Ils parlent de William Beckford... Souvenirs imaginaires...
Grâce à des textes parfaitement imaginaires écrits récemment par quelques passionnés de la vie et de l'oeuvre de William Beckford, laissez-vous conduire à travers l'Europe des XVIIIème et XIXème siècles à la rencontre de cet homme hors du commun.

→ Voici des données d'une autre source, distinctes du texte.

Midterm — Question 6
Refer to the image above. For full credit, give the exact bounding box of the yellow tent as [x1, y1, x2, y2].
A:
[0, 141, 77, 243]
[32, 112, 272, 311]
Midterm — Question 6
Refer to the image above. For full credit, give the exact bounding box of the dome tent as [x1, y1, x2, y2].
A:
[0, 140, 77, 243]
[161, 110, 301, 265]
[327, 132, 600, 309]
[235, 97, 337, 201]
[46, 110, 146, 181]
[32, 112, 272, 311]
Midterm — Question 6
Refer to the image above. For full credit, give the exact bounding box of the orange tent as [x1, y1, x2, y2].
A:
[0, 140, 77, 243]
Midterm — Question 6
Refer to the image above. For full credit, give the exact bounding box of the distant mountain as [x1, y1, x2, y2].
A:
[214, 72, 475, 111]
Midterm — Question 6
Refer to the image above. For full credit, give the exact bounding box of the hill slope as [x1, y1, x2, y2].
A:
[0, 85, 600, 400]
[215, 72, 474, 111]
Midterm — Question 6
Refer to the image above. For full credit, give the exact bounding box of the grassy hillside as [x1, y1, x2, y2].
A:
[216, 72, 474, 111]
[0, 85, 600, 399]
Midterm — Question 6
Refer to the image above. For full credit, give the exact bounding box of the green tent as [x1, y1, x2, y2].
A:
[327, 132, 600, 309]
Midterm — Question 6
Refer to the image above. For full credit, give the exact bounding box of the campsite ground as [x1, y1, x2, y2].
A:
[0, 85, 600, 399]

Louisa Beckford, sa cousine

Lorsque je laissais exhaler mon coeur en proie aux étouffements de ma nature rebelle, je m'imaginais un monde où tout aurait été facile et doux, où l'on pourrait exprimer chaque débordement sans contrainte, sans pour cela être considérée comme excentrique ou sans vertu. Ce monde existait et c'était le vôtre, mon cher William, celui que j'avais découvert lorsque, après avoir été séduite par votre beauté rayonnante, j'avais été séduite par vos pensées rayonnantes. Mariée à votre cousin Peter Beckford, qui ne s'intéressait qu'à la chasse au renard, j'ai vécu, sans le savoir, dans l'attente de vous. Cette attente a cessé quand nos âmes se sont reconnues.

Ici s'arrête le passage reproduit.